Apa itu ikatan hidrogen antarmolekul?

Dua jenis ikatan hidrogen telah dikenal: ikatan hidrogen antarmolekul dan intramolekul. Antarmolekul berarti dalam molekul yang sama dan Intramolekul adalah gaya dalam dua atom dalam suatu molekul . Karena ikatan hidrogen, terjadi peningkatan gaya agregasi antarmolekul yang tercermin dalam titik didih dan kelarutan senyawa organik.

Ini adalah jenis khusus interaksi dipol-dipol yang terjadi secara khusus antara atom hidrogen yang terikat pada atom oksigen, nitrogen, atau fluor. Ikatan hidrogen antarmolekul menghasilkan asosiasi molekul. Oleh karena itu, biasanya meningkatkan titik lebur, titik didih, viskositas, tegangan permukaan, kelarutan, dll. Setiap unsur yang dilekati hidrogen tidak hanya negatif secara signifikan tetapi juga memiliki setidaknya satu pasangan elektron bebas ‘aktif’.

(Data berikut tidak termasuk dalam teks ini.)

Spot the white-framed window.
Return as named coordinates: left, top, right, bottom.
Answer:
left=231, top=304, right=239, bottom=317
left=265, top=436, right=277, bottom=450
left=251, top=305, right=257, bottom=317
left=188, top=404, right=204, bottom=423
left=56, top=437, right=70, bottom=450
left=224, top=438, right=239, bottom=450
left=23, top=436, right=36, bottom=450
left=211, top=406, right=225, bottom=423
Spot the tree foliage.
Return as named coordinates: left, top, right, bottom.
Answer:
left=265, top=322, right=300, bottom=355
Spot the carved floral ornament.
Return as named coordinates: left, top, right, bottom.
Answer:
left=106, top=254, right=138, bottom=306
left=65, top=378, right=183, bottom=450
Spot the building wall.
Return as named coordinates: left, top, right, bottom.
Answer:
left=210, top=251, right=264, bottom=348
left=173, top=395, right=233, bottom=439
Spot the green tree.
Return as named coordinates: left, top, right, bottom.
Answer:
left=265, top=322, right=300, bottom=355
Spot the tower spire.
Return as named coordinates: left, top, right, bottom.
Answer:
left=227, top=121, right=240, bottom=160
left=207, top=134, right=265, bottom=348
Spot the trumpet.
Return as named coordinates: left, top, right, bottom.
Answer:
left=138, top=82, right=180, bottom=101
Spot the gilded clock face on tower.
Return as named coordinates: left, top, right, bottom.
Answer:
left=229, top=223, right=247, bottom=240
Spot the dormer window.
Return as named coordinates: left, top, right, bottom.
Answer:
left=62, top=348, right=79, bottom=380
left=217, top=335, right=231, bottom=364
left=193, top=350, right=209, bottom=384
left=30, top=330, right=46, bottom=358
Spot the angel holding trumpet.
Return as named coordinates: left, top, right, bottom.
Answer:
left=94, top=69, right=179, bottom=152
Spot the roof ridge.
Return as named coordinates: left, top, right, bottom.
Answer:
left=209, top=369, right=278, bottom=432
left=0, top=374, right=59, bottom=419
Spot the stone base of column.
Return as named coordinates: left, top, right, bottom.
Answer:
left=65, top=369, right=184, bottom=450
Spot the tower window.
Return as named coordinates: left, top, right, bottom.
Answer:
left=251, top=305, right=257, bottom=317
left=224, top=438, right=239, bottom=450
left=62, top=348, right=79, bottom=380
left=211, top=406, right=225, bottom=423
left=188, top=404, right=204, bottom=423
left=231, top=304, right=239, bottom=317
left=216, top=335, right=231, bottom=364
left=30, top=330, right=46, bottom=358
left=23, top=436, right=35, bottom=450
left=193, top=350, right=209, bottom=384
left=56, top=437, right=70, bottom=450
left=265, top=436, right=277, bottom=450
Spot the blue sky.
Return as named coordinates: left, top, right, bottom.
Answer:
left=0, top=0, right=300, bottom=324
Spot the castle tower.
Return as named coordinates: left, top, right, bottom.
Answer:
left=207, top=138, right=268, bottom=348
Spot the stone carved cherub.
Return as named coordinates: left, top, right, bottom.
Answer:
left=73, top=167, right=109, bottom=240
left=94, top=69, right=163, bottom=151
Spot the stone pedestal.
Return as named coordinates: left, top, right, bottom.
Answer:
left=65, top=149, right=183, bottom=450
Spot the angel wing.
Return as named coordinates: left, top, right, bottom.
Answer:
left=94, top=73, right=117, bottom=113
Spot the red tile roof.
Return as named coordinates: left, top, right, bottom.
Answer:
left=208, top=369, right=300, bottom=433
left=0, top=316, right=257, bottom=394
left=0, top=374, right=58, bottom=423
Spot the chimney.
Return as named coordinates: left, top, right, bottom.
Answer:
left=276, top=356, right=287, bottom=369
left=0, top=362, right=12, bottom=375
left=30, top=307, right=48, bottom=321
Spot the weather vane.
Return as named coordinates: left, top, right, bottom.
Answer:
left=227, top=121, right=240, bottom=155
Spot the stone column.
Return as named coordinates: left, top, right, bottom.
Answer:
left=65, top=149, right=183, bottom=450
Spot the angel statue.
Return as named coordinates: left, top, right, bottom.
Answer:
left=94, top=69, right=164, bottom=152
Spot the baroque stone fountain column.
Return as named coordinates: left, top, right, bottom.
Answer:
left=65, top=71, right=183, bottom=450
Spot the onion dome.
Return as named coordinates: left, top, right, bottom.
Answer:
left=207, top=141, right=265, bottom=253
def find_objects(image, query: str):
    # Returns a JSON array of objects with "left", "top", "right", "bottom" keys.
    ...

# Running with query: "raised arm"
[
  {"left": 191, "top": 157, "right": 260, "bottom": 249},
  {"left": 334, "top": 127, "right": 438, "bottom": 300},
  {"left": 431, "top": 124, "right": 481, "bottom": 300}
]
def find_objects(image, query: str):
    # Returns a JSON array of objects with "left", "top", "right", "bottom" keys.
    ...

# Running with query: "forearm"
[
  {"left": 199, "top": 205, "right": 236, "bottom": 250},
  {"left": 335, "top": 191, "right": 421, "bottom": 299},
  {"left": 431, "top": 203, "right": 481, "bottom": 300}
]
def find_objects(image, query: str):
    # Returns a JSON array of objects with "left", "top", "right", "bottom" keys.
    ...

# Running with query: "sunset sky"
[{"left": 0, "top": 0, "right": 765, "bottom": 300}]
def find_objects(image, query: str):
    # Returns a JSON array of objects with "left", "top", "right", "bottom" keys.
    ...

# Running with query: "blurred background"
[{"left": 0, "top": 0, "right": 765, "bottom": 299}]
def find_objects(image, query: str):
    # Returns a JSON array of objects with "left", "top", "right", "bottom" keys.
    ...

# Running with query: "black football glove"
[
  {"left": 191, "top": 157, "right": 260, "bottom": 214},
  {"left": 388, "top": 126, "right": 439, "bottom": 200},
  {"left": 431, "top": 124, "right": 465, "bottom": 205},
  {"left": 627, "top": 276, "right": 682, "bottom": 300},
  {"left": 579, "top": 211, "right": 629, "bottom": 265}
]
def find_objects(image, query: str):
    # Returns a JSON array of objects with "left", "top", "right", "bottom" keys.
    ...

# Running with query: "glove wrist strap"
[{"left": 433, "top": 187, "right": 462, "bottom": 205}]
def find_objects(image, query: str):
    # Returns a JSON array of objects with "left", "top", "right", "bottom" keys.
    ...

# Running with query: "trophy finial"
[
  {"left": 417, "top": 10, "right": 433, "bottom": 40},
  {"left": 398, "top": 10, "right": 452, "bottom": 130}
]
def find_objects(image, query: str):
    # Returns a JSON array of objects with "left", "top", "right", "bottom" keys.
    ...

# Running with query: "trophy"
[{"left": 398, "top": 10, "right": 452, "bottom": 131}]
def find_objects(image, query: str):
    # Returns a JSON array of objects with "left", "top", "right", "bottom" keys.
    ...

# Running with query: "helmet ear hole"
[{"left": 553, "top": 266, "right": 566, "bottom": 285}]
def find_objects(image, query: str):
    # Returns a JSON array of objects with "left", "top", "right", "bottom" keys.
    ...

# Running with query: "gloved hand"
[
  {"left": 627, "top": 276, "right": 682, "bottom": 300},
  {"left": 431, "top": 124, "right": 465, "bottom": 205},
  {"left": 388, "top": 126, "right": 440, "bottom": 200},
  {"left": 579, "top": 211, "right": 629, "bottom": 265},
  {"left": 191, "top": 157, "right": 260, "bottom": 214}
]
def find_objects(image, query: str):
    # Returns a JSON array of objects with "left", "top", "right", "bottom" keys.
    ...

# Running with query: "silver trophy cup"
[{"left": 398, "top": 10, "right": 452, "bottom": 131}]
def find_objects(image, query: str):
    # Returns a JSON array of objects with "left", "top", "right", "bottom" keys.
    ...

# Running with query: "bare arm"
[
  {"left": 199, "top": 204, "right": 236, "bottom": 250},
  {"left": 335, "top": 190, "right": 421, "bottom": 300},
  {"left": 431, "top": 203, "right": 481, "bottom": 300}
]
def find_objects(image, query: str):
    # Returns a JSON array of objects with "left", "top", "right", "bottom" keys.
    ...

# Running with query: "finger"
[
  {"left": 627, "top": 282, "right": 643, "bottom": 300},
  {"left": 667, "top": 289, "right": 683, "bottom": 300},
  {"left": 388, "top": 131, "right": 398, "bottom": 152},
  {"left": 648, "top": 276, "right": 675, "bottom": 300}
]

Pembentukan ikatan hidrogen antarmolekul menurunkan kekuatan asam. Misalnya, HBr lebih lemah dari HI dan H2O lebih lemah dari H2S. Agar suatu zat dapat larut dalam air, zat tersebut harus dapat membuat ikatan hidrogen dengan air. Setiap molekul yang memiliki atom hidrogen yang terikat langsung ke oksigen atau nitrogen mampu mengikat hidrogen. Molekul seperti itu akan selalu memiliki titik didih lebih tinggi daripada molekul berukuran sama yang tidak memiliki gugus -OH atau -NH. Ikatan hidrogen juga terjadi pada molekul organik yang mengandung gugus NH – dengan cara yang sama seperti yang terjadi pada amonia. Contohnya berkisar dari molekul sederhana seperti CH 3 NH 2 (metilamin) hingga molekul besar seperti protein dan DNA.